Ethel Bishop Ronzoni (1892-1975)
Ethel Ronzoni |
Ethel Ronzoni was born on August 21, 1892 in California. She received a bachelor’s of science degree in Home Economics from Mills College in 1913 and a master’s degree in Education from Columbia University in 1914. Ronzoni then worked as an instructor of Home Economics at the University of Missouri – Columbia from 1914 to 1917, and was assistant professor of Home Economics at the University of Minnesota for the 1917-18 academic year. She then entered the University of Wisconsin and earned a doctorate in Physiology in 1923. While at Wisconsin, Ronzoni met and married George H. Bishop, who was there studying zoology.
In 1921 the couple moved to St. Louis and both joined the faculty of the Washington University School of Medicine.
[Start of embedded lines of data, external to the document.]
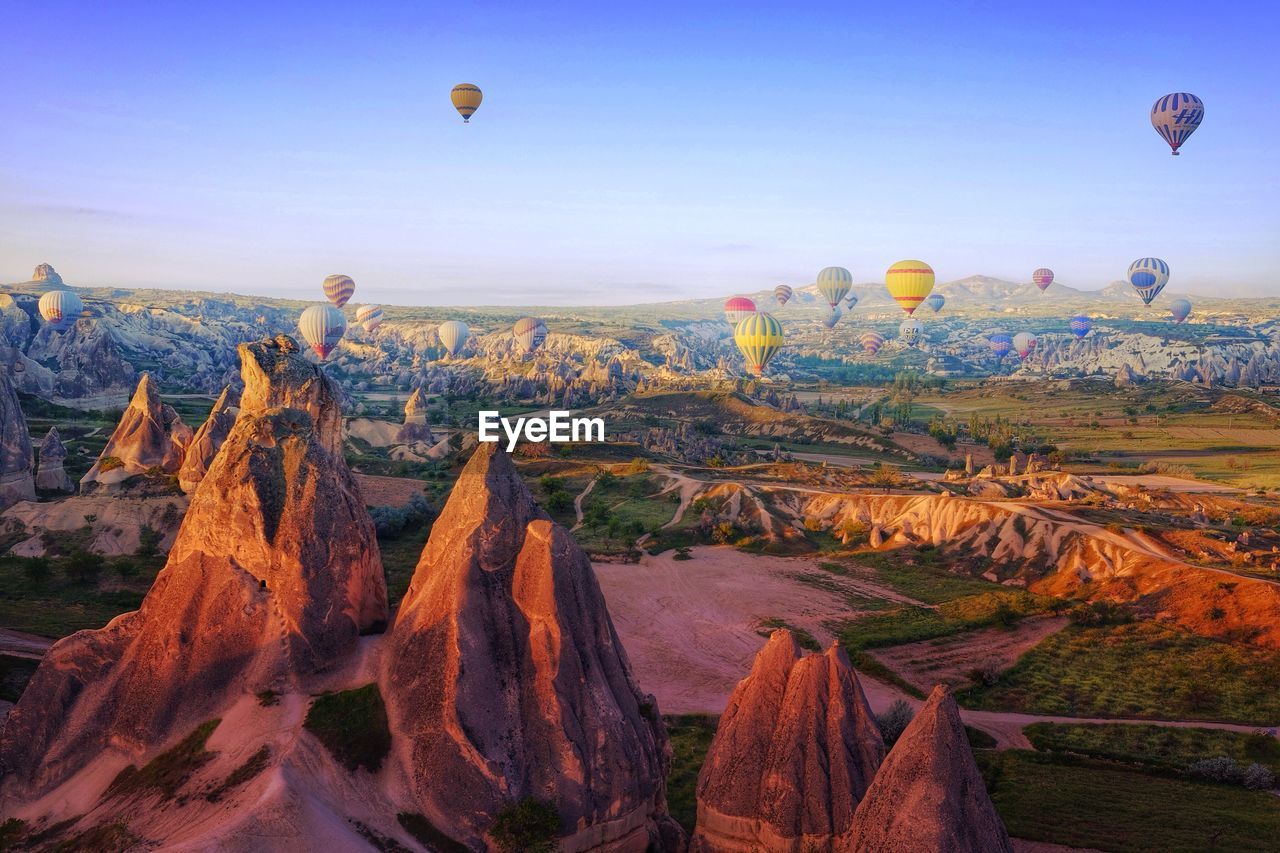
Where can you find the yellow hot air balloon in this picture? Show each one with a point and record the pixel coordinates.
(466, 99)
(909, 282)
(759, 337)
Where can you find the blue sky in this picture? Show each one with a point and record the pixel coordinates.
(631, 153)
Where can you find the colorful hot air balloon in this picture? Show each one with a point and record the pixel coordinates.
(60, 309)
(323, 327)
(737, 309)
(530, 332)
(833, 282)
(759, 337)
(453, 336)
(466, 100)
(338, 288)
(1175, 117)
(909, 282)
(370, 316)
(912, 332)
(1148, 276)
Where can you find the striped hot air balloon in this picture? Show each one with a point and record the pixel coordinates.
(466, 100)
(369, 316)
(1148, 276)
(323, 327)
(912, 332)
(338, 288)
(453, 336)
(530, 333)
(1175, 117)
(60, 309)
(909, 282)
(759, 337)
(833, 282)
(737, 309)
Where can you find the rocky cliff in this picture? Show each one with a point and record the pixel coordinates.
(794, 753)
(506, 680)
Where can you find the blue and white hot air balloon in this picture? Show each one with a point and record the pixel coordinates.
(1148, 276)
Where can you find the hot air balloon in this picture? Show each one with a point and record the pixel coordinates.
(323, 327)
(872, 342)
(737, 309)
(453, 334)
(759, 337)
(833, 282)
(909, 282)
(60, 309)
(370, 316)
(338, 288)
(912, 332)
(530, 332)
(466, 100)
(1148, 276)
(1175, 117)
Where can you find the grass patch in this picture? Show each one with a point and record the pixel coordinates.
(1139, 671)
(690, 738)
(168, 771)
(1161, 747)
(1080, 803)
(352, 725)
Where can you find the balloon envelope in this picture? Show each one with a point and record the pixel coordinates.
(338, 288)
(1148, 276)
(1175, 117)
(833, 282)
(453, 336)
(759, 338)
(60, 309)
(323, 327)
(466, 100)
(909, 282)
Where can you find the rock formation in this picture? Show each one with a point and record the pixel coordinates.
(50, 477)
(16, 460)
(273, 576)
(149, 437)
(504, 679)
(928, 794)
(202, 447)
(795, 751)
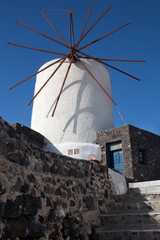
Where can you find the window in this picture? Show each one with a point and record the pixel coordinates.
(142, 156)
(70, 151)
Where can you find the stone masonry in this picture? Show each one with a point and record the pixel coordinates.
(44, 195)
(134, 140)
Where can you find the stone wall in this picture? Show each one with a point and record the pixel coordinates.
(150, 143)
(44, 195)
(134, 139)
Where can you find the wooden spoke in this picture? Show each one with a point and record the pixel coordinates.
(84, 27)
(40, 50)
(97, 82)
(93, 26)
(42, 34)
(54, 28)
(104, 36)
(108, 65)
(36, 73)
(47, 81)
(59, 95)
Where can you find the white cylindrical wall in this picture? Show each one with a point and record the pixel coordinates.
(83, 107)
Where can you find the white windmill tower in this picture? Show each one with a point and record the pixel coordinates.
(73, 96)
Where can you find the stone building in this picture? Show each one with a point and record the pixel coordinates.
(132, 151)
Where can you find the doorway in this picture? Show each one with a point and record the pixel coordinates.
(115, 160)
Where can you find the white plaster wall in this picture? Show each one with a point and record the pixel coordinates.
(83, 107)
(85, 149)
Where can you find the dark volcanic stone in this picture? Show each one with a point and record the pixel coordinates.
(31, 178)
(18, 185)
(25, 160)
(2, 189)
(17, 227)
(35, 229)
(25, 188)
(72, 203)
(16, 156)
(106, 193)
(23, 205)
(58, 191)
(1, 210)
(72, 172)
(46, 167)
(48, 202)
(3, 147)
(52, 215)
(89, 202)
(11, 132)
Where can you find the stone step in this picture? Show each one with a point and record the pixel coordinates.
(132, 195)
(144, 184)
(134, 206)
(121, 220)
(145, 234)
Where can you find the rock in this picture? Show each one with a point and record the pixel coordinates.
(36, 229)
(17, 187)
(89, 201)
(25, 188)
(51, 215)
(17, 227)
(46, 167)
(31, 178)
(23, 205)
(16, 157)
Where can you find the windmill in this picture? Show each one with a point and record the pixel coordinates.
(72, 97)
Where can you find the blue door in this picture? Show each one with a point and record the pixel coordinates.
(117, 160)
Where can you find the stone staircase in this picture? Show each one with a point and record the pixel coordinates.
(135, 216)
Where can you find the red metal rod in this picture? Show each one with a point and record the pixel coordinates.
(93, 26)
(61, 89)
(109, 65)
(120, 60)
(36, 73)
(40, 50)
(104, 36)
(47, 81)
(97, 82)
(54, 28)
(84, 27)
(42, 34)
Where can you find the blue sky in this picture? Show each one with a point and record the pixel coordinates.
(138, 102)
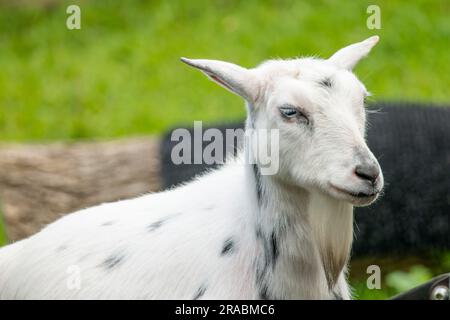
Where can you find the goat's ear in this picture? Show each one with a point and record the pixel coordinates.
(349, 56)
(237, 79)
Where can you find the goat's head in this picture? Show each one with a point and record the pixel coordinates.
(318, 107)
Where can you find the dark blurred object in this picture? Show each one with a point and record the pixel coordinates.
(411, 142)
(435, 289)
(40, 183)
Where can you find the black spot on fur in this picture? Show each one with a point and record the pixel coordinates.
(326, 83)
(155, 225)
(61, 248)
(200, 292)
(274, 246)
(228, 247)
(257, 183)
(113, 261)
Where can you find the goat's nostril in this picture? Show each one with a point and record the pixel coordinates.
(369, 173)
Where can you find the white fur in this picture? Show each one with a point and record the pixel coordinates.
(291, 243)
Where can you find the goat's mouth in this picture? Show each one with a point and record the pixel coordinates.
(357, 198)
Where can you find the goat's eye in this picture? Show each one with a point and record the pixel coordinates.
(291, 113)
(288, 112)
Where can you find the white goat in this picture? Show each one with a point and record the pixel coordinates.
(232, 233)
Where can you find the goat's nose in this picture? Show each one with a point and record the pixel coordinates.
(368, 172)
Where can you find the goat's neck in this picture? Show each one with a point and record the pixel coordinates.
(304, 235)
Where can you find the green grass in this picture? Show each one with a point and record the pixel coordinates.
(120, 75)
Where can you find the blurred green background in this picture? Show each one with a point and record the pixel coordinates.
(120, 74)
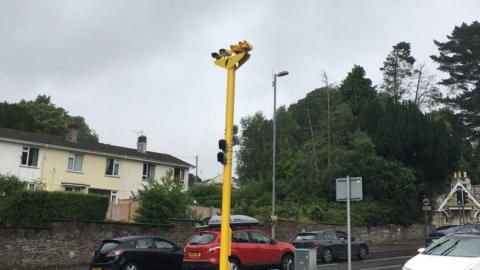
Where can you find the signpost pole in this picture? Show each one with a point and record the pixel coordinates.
(349, 233)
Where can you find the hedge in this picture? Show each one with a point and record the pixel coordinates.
(35, 208)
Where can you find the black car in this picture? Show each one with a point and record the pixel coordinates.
(449, 229)
(330, 244)
(137, 253)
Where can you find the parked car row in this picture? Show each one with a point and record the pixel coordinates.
(250, 248)
(449, 247)
(460, 251)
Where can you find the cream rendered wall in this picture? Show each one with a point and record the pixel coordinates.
(93, 171)
(10, 158)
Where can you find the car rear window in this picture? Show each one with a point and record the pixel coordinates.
(306, 236)
(203, 238)
(109, 246)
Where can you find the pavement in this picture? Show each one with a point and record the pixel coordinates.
(391, 257)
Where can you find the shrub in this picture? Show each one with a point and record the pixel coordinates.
(34, 208)
(164, 200)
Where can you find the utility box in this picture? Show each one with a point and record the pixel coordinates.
(305, 259)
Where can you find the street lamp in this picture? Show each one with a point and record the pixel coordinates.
(274, 83)
(231, 60)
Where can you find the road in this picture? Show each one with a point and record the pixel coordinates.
(380, 258)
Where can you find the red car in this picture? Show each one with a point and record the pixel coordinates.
(251, 248)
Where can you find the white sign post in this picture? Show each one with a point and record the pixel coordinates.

Ronzoni (“Ronnie” to her husband and friends) was promoted to assistant professor of Biological Chemistry in Neuropsychiatry in 1930, and to associate professor of Biological Chemistry in Neuropsychiatry in 1954. She retired as associate professor emeritus of Biochemistry in Psychiatry and Neurology in 1959, though she continued to work in her lab until the mid-1960s. Ronzoni’s research interests included carbohydrate metabolism and muscle biochemistry. She authored or contributed to over 30 scientific publications during her career.